CHINESE tanks and missiles rolled past the reviewing stand in Tiananmen Square, where I sat as a member of the foreign press corps in early October 1984. It was the annual National Day parade, and a phalanx of soldiers marched smartly by. So far, nothing out of the ordinary.
Then came a group of apple-cheeked students, waving and brandishing a sign with enormous Chinese characters: “Hello, Xiaoping,” it said, in a startlingly warm and casual salute to Deng Xiaoping, then China’s paramount leader. Years before the brutal crackdown on demonstrators in that very square, Deng was being celebrated for his advocacy of a new path of market reform, openness to the outside world and, eventually, prosperity. It was an unorthodox approach, exemplified by the bold, decidedly un-Maoist slogan, “Let some people get rich first.”
After following Deng’s economic path for decades, China has been watching its prosperity rise. And foreign politicians, corporate executives and investors have taken notice. Last week, in meetings with political and business leaders during his American visit, Hu Jintao, China’s current president, was treated with the respect due a man who represents the second-largest economy on the planet.
In a joint news conference in Washington, for example, President Obama chided him about human rights issues, but did so gently, moving rapidly to a much happier subject: business. “We want to sell you all kinds of stuff,” Mr. Obama said to Mr. Hu. “We want to sell you planes. We want to sell you cars. We want to sell you software.”
And Mr. Hu indicated that he was happy to oblige.
In Washington and in Chicago, the Chinese president and his entourage announced a series of deals that, American officials said, amounted to $45 billion worth of American exports to China. Included in that total was $19 billion for 200 Boeing airplanes, plus railway and energy contracts for General Electric, and a joint venture between Honeywell and Haier, the giant Chinese appliance maker.
America’s current $100 billion in annual exports to China “supports more than half a million American jobs,” Mr. Obama said, noting that those exports are growing at nearly double the rate of exports to the rest of the world.
Mr. Hu did not go to New York, but his American visit was duly noted on Wall Street and its environs. At Goldman Sachs’s headquarters on West Street on Thursday, Jim O’Neill, the chairman of Goldman Sachs Asset Management, said he believed that the world’s economic growth rate was rising sharply.
“At the core of all of this is the behemoth known as China,” he said, adding that it must be part of every intelligent investor’s long-term strategy.
Mr. O’Neill is perhaps best known as the economist who nearly a decade ago coined the acronym BRIC — for Brazil, Russia, India and China — developing economies that, he said, were big enough and growing rapidly enough that no investor could afford to neglect them. The giant in that group is still China, he said, whose transformation has been so thorough that “most people, and not just investors, don’t realize the sheer dimension of its rapidly growing importance in the world economy.”

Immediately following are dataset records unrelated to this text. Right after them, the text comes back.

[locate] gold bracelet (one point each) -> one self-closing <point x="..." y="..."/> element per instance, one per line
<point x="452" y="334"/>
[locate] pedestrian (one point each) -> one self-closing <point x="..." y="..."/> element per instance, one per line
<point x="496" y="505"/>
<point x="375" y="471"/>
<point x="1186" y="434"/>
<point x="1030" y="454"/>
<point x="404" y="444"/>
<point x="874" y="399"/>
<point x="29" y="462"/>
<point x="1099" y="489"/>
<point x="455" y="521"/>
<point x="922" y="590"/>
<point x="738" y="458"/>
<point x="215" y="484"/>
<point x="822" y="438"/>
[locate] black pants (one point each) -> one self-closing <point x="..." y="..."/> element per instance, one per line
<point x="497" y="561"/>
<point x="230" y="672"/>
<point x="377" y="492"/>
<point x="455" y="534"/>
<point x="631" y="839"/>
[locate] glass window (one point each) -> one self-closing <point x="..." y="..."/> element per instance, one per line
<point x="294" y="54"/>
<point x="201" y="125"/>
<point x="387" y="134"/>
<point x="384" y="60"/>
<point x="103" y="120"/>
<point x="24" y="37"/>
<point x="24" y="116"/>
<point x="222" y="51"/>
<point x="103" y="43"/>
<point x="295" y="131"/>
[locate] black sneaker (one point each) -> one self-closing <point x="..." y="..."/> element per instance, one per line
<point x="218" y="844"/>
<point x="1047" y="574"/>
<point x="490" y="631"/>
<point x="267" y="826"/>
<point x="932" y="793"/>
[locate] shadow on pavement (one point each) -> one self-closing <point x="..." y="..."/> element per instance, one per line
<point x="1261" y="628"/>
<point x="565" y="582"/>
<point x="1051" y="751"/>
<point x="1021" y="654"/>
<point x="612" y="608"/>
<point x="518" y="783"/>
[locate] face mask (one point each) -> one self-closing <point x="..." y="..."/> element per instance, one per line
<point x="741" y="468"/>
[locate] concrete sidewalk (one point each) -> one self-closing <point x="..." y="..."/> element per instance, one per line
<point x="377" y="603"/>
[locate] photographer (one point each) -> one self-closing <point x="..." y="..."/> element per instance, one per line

Given its current size and growth rate — a sizzling 10.2 percent in 2010 — China’s economy is likely to add roughly $1 trillion in G.D.P. in 2011, he said. To put that into perspective, he said it is “sort of like creating half of a United Kingdom.” Over the last decade, he said, China’s economy “has created three United Kingdoms, and that’s really extraordinary.”
What’s more, China still has a long way to go. In one 2009 World Bank ranking of per capita income, China fit snugly between Tunisia and Turkmenistan. In some respects, it remains at a relatively early stage of economic development.
Many unresolved issues plague the Sino-American relationship, of course — including disputes over human rights, intellectual property rights, access to domestic markets, the proper valuation of the renminbi, an imbalance in trade and capital flows, and a host of geopolitical problems. The economic flashpoints alone could easily flare into open conflict.
The United States Business and Industry Council, for example, which represents family-owned domestic manufacturing businesses, argues that President Obama should stop negotiating with China and start imposing taxes and tariffs. “We need to contain China’s economic strength and to reduce China’s military strength,” said Alan Tonelson, research fellow at the council.
Mr. O’Neill, by contrast, points to the rich earnings that multinational companies like I.B.M. are garnering from sharply rising exports to China. “The notion that China grows at everybody else’s expense is at least three years out of date,” he said. China’s rapid growth, he said, gives the United States economic recovery a very good chance of being more robust than expected over the next few years.
FOR investors, the short-term implications of the China growth story are not entirely straightforward. The Chinese stock market has had a bumpy year, and it may continue to be buffeted by the Chinese central bank’s tighter monetary policy, which is aimed at reining in inflation. It’s quite possible that the stock market in a slower-growing economy like Japan’s will be more profitable for investors over the next year, according to a recent analysis by Bank of America Merrill Lynch.
In any case, Mr. O’Neill said, investors can benefit from China’s growth in multiple ways, by assessing valuations of specific stocks and assets, for example, and perhaps by betting on multinationals with significant China exposure. For a while to come, he said, the economic tide in China will rise, and investors should take note: some will be getting rich first.